Le laboratoire pharmaceutique américain Eli Lily annonçait dernièrement l’arrêt des études portant sur le Semagacestat, un médicament mis au point pour lutter contre Alzheimer. Loin d’améliorer les symptômes de la maladie d’Alzheimer, la substance n’apporterait aucune amélioration et aurait même des effets secondaires néfastes pour les malades. Cet échec remet en question l’approche du traitement de la maladie d’Alzheimer adoptée par la communauté scientifique.

Alzheimer : Le Semagacestat est un médicament inefficace - Source de l'image : http://us.123rf.com/ Déception pour les malades d’Alzheimer
C’est encore un espoir déçu pour les malades d’Alzheimer. Le Dr Jan Lundberg, responsable de la recherche à Eli Lily annonçait récemment dans un communiqué de presse l’arrêt de deux essais cliniques sur le Semagacestat, alors que les phases d’expérimentation étaient presque parvenues à leur terme.
Le médicament a été conçu pour détruire les plaques bêta-amyloides s’accumulant dans le cerveau. Ces protéines sont soupçonnées par une partie des chercheurs de générer les symptômes de la maladie d’Alzheimer. Cette approche, baptisée ”la théorie amyloide”, est mise à mal par les conclusions des études réalisées par le laboratoire.
En effet, si le Semagacestat a bien été capable de réduire la présence de plaques bêta-amyloides, les symptômes dont souffraient les patients participant aux essais n’ont guère diminué. Non seulement les fonctions cognitives n’ont pas progressé, mais les patients ont rencontré une aggravation des problèmes de mémoire et des difficultés dans l’exécution des tâches quotidiennes.


Les protéines bêta-amyloides sont-elles bien à l’origine d’Alzheimer?

Par ailleurs, le Semagacestat est suspecté d’engendrer une augmentation des cancers de la peau et de diminuer les capacités de cicatrisation du corps. Le bénéfice du médicament est donc inexistant.
Ce bilan peu reluisant n’étonne pas tous les spécialistes de la maladie d’Alzheimer. Le Dr Judes Poirier, directeur de l’Unité de neurobiologie moléculaire à l’Institut Douglas affirme que des essais précédents sur des substances capables de détruire la fameuse plaque ont déjà été menés ces dernières années.
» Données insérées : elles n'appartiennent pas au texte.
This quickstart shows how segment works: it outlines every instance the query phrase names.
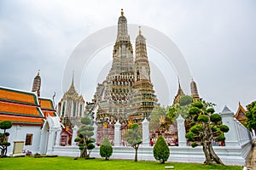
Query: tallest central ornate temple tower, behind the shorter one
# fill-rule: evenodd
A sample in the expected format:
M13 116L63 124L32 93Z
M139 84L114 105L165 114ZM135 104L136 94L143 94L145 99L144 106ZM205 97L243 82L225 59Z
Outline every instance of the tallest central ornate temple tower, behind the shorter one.
M112 67L106 80L98 84L94 102L98 105L97 122L126 119L127 94L134 84L133 49L123 9L118 21L118 33L113 46Z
Les d’effets délétères de tels médicaments avaient alors été détectés.
Selon Judes Poirier, il n’a jamais été prouvé que la présence de ces protéines soit la cause de la maladie d’Alzheimer. Les efforts déployés par les scientifiques du monde entier à l’élaboration de traitements contre Alzheimer par destruction des plaques sont peut-être vains. Seul l’avenir nous livrera les causes de la maladie d’Alzheimer, qui touche actuellement plus de 37 millions de personnes dans le monde.